Page:Lamartine - Œuvres complètes de Lamartine, tome 29.djvu/456

Le texte de cette page a été corrigé et est conforme au fac-similé.


XXIII


Jusque-là, enfant ou adolescent encore, j’avais eu peu d’occasions de sentir le poids et le froissement directs de sa volonté sur la mienne. Dans les collèges ou dans mes voyages, je n’avais senti tout cela que de loin et à travers le cœur de ma mère, qui adoucissait tout.

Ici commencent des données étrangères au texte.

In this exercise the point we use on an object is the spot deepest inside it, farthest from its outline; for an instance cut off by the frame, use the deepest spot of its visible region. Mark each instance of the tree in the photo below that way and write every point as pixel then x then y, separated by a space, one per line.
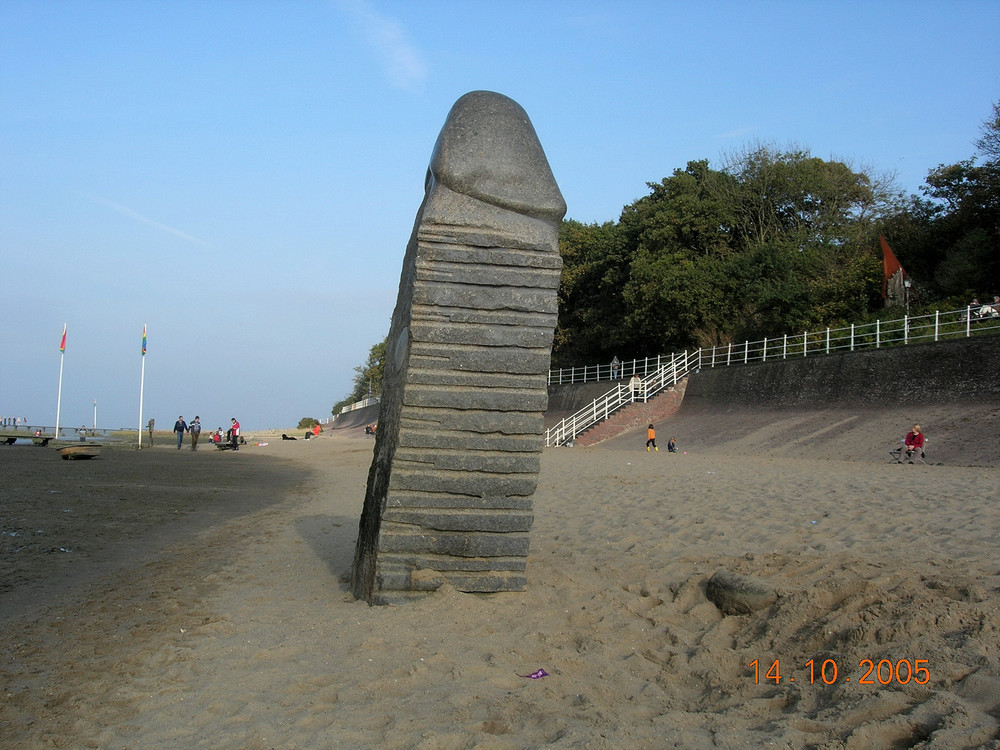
pixel 957 248
pixel 989 142
pixel 368 376
pixel 591 311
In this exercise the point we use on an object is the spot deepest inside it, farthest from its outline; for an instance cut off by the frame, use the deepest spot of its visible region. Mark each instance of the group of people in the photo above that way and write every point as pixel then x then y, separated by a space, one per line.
pixel 913 444
pixel 232 435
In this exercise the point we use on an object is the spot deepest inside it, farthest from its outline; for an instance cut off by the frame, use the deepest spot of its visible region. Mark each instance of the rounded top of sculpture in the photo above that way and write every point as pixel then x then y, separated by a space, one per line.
pixel 488 150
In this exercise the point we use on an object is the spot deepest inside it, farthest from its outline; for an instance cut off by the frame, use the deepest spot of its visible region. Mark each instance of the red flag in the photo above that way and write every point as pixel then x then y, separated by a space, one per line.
pixel 890 265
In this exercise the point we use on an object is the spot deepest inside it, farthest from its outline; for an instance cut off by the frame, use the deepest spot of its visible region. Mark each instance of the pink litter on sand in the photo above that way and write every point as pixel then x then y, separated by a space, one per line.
pixel 535 675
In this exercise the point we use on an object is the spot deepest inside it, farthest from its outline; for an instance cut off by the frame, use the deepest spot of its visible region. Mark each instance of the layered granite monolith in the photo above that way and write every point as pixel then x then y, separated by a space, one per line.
pixel 459 440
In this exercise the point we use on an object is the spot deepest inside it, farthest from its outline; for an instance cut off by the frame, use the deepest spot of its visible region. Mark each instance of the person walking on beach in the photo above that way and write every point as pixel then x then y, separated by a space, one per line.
pixel 914 443
pixel 195 429
pixel 180 427
pixel 634 386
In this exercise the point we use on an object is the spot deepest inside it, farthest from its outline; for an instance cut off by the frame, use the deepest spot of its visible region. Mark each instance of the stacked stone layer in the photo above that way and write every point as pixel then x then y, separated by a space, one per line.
pixel 467 457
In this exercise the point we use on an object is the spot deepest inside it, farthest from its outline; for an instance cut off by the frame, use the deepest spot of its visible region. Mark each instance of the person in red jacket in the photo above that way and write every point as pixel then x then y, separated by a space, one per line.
pixel 914 443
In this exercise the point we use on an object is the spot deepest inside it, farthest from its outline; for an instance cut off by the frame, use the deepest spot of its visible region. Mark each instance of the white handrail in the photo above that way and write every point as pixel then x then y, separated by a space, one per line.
pixel 960 323
pixel 637 389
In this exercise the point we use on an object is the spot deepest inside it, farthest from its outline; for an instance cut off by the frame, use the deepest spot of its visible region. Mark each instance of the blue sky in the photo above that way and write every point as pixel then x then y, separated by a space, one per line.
pixel 242 177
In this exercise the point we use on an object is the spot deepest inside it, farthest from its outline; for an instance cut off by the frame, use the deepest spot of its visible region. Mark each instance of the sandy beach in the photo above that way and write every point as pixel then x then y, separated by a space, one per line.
pixel 169 599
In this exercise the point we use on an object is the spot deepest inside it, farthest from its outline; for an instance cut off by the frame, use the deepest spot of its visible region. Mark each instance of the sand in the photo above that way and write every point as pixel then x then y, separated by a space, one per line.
pixel 169 599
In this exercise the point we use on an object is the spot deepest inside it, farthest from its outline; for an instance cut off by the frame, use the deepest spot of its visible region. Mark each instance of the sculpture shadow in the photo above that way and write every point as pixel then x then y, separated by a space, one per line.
pixel 333 539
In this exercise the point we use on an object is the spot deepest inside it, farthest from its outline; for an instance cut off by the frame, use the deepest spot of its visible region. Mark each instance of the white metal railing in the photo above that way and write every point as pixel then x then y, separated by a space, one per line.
pixel 359 404
pixel 670 370
pixel 938 326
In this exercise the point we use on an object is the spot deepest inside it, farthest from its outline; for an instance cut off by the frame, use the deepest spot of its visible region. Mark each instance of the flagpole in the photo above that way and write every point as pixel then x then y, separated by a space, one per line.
pixel 142 383
pixel 62 356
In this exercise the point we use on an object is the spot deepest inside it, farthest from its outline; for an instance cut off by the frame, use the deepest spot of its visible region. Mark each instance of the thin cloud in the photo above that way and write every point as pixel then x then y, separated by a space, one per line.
pixel 126 211
pixel 738 133
pixel 401 60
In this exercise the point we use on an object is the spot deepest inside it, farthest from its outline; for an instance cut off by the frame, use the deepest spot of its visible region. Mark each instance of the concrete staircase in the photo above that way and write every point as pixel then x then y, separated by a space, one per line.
pixel 637 414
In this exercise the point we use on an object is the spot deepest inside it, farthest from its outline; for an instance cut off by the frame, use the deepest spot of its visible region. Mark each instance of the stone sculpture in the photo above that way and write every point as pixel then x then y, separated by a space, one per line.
pixel 459 439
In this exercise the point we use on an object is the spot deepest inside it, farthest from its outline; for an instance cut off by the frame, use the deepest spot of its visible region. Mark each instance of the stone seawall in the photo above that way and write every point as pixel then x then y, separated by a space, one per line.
pixel 943 372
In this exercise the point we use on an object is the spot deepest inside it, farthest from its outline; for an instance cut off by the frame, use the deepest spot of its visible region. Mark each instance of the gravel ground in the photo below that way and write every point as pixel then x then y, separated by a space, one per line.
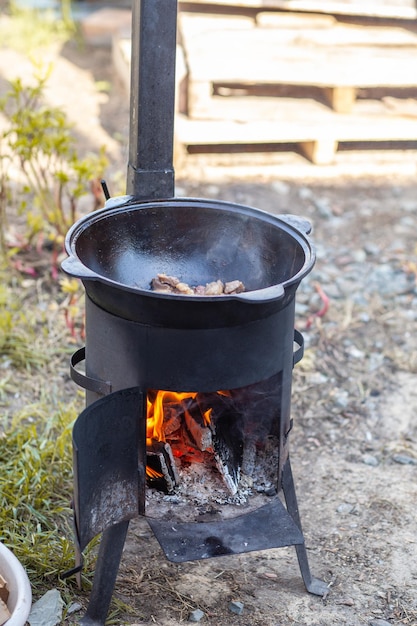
pixel 354 442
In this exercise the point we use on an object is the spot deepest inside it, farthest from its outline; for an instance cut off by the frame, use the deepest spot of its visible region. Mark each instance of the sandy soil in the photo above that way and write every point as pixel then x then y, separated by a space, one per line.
pixel 354 442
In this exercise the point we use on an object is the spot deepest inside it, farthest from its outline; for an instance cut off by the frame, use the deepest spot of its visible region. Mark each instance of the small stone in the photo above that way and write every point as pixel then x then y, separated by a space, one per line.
pixel 236 607
pixel 371 460
pixel 403 459
pixel 345 507
pixel 196 616
pixel 74 608
pixel 47 611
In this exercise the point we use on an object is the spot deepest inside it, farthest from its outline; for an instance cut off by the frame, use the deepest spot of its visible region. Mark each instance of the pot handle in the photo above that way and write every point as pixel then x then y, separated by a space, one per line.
pixel 276 292
pixel 297 222
pixel 74 267
pixel 299 351
pixel 101 387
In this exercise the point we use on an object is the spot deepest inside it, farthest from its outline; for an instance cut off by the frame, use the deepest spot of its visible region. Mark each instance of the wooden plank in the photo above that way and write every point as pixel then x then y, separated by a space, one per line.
pixel 315 128
pixel 337 58
pixel 387 9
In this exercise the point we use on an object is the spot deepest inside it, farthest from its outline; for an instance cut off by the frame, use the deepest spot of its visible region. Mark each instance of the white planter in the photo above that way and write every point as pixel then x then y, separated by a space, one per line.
pixel 20 593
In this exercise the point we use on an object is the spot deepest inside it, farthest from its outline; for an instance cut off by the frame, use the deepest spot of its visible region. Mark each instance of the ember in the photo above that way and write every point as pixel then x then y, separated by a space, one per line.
pixel 188 431
pixel 180 426
pixel 171 284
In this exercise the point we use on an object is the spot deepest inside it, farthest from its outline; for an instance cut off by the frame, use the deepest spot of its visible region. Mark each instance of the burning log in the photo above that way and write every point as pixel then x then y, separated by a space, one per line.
pixel 161 470
pixel 163 283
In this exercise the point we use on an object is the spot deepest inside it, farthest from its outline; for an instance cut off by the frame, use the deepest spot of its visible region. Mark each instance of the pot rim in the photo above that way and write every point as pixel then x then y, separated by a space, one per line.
pixel 298 228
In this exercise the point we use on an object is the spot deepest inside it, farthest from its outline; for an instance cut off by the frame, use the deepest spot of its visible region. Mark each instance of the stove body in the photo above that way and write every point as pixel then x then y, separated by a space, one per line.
pixel 137 341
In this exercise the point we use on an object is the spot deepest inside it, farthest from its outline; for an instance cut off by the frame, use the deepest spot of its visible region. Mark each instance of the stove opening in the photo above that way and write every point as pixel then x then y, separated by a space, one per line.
pixel 214 451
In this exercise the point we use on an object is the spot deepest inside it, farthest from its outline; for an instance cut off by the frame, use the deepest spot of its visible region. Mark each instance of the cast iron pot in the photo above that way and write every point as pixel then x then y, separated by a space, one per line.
pixel 117 250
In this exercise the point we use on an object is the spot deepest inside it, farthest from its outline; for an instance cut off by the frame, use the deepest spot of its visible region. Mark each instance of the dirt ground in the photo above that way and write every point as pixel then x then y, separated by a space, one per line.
pixel 354 441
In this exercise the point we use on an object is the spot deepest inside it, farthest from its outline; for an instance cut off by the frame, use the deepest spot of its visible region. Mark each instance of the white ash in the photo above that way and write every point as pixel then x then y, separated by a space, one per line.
pixel 202 489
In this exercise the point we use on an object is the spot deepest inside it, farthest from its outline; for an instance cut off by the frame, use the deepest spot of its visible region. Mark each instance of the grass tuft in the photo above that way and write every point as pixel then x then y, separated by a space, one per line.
pixel 35 491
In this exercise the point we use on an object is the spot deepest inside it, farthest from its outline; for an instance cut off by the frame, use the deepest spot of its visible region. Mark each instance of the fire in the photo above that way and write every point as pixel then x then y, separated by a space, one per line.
pixel 176 419
pixel 156 412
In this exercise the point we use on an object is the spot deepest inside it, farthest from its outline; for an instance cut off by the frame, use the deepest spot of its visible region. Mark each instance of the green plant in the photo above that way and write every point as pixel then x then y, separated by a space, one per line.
pixel 55 178
pixel 35 488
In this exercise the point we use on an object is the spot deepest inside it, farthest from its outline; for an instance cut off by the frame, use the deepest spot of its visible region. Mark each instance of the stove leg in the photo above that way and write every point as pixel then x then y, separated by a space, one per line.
pixel 312 584
pixel 110 552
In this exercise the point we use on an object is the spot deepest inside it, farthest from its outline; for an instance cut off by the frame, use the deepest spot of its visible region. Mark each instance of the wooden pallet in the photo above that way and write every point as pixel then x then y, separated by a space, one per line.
pixel 386 9
pixel 316 129
pixel 246 111
pixel 277 50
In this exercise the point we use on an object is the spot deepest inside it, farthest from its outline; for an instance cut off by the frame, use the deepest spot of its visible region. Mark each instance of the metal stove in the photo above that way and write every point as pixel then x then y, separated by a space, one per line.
pixel 138 340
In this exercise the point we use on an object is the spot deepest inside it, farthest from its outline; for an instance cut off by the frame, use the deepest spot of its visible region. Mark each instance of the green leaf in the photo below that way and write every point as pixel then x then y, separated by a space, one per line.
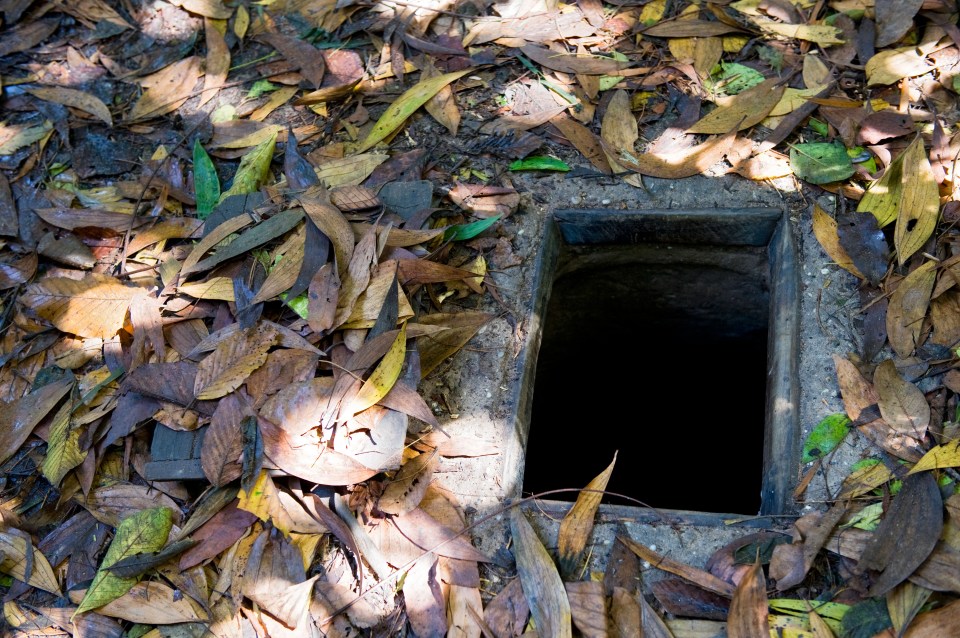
pixel 254 169
pixel 825 437
pixel 539 163
pixel 206 184
pixel 404 106
pixel 730 78
pixel 821 162
pixel 63 447
pixel 143 532
pixel 463 232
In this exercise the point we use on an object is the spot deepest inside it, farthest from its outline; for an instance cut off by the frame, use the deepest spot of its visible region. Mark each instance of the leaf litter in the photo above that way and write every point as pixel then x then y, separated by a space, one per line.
pixel 279 306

Mais maintenant nous allions nous trouver face à face, lui avec son habitude d’autorité, moi avec mon instinct de jeunesse et d’indépendance. Or il n’y eut jamais, dans une même famille et dans des rapports si intimes, deux natures plus dissemblables que la nature de l’oncle et celle du neveu.

Il était homme de réflexion, et j’étais un enfant d’enthousiasme ; il était homme de spéculation, et j’étais un enfant de premier mouvement et d’action ; il était froid, et j’étais tout feu ; il était savant, et j’étais inspiré ; il était économe, et j’étais prodigue ; il était borné dans un étroit horizon, bien arrangé, de province, de petite ville, de famille, et j’ouvrais en imagination des ailes larges comme le monde ; il voulait me construire à son image, et la nature m’avait construit à l’image de ma mère, dans un autre moule et d’un autre métal ; il n’estimait que les sciences, et je ne comprenais que le sentiment. Pour tout exprimer en deux mots, il était mathématicien, et j’étais ou je pouvais être poëte. Comment unir ce chiffre et cette flamme ?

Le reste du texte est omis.